When Did Dark Energy “Turn On” in the Universe?

6a00d8341bf7f753ef01348511a70d970c-320wi Some scientists believe that about 7 billion years ago, the still unknown repulsive force called dark energy "turned on" to speed the expansion of the universe that continues to this day. University of California, Berkeley astronomers have won approval for a telescope project that will reach back in time more than 10 billion years to probe the role of mysterious dark energy in speeding the early expansion, and allow scientists to map the entire universe in greater detail than ever before.

Astronomer David Schlegel of the Lawrence Berkeley National Laboratory said it will involve 35 science institutions around the globe and will result in the biggest map of the universe ever created.

"This is a project that people have been screaming to do for years," Schlegel said Tuesday. "The universe itself is really unmapped today."

The map would be 10 times larger and more detailed than a map currently being created by the Sloan Digital Sky Survey, which has been studying the heavens for the past 10 years using a telescope in New Mexico.

Although approval by the National Science Foundation and its National Optical Astronomy Observatory is still conditional, Schlegel said, only technical hurdles remain before the international project receives a final go-ahead.

The venture, led by the Berkeley lab's scientists, bears the name BigBOSS. It will employ the powerful 4-meter Mayall Telescope on Kitt Peak outside Tucson to observe some 50 million astronomical objects in the ancient universe. The project's name stands for the obscure Big Baryon Oscillation Spectroscopic Survey.

By scanning the very deepest regions of the sky, the astronomers will be gathering light from stars formed billions of years ago – in effect, the telescope will be seeing the universe as it existed that far back in time.

A French astronomical consortium will build a powerful new $15 million spectrograph for the Kitt Peak telescope to analyze the ancient starlight at varied frequencies of the spectrum.

In a highly specialized Shanghai factory, Chinese astronomers will create an array of 5,000 small robots programmed to select the 20 million specific faint galaxies many light-years away for observation at the telescope through fiber optic networks.

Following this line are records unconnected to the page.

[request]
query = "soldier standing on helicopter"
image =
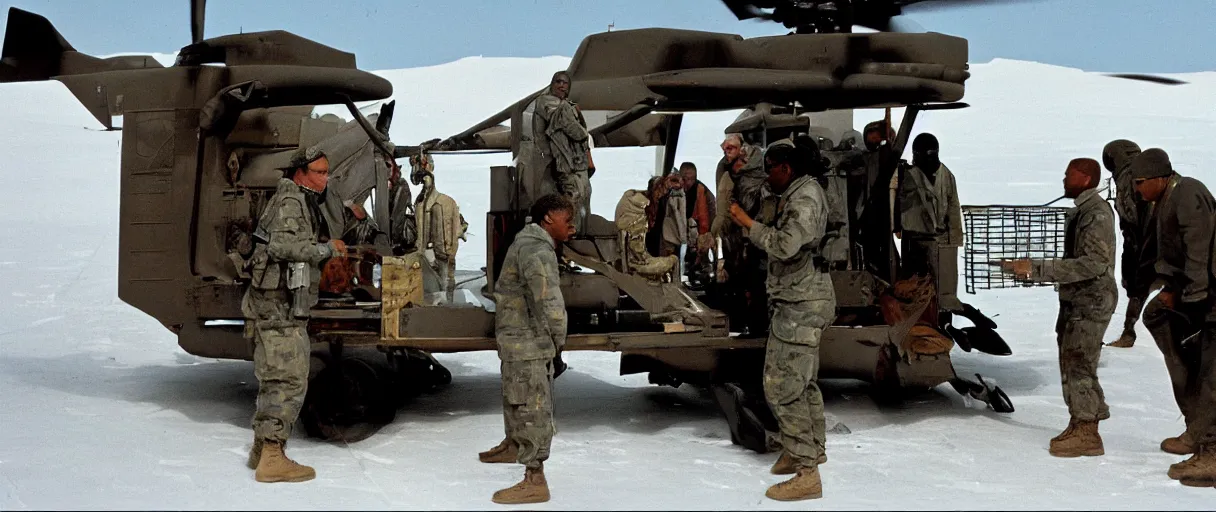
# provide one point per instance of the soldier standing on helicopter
(929, 220)
(285, 276)
(559, 138)
(1182, 316)
(801, 304)
(530, 332)
(440, 226)
(1140, 247)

A highly specialized electronic detector called a Charge Coupled Device, or CCD, will be built at the Berkeley lab's microsystem's laboratory under the direction of Natalie Roe, a leading instrument scientist there. The instrument will be highly sensitive in the red and infrared wavelengths to gather images of the most distant objects in the sky, according to Michael Levi, the BigBOSS project's director.

The international venture has been under development for more than a year and a half, and its equipment is expected to be complete and in operation by 2016, Schlegel said. It is designed to do the same job with a ground-based telescope as NASA's proposed $1.7 billion Joint Dark Energy satellite, which is not expected to fly before 2020.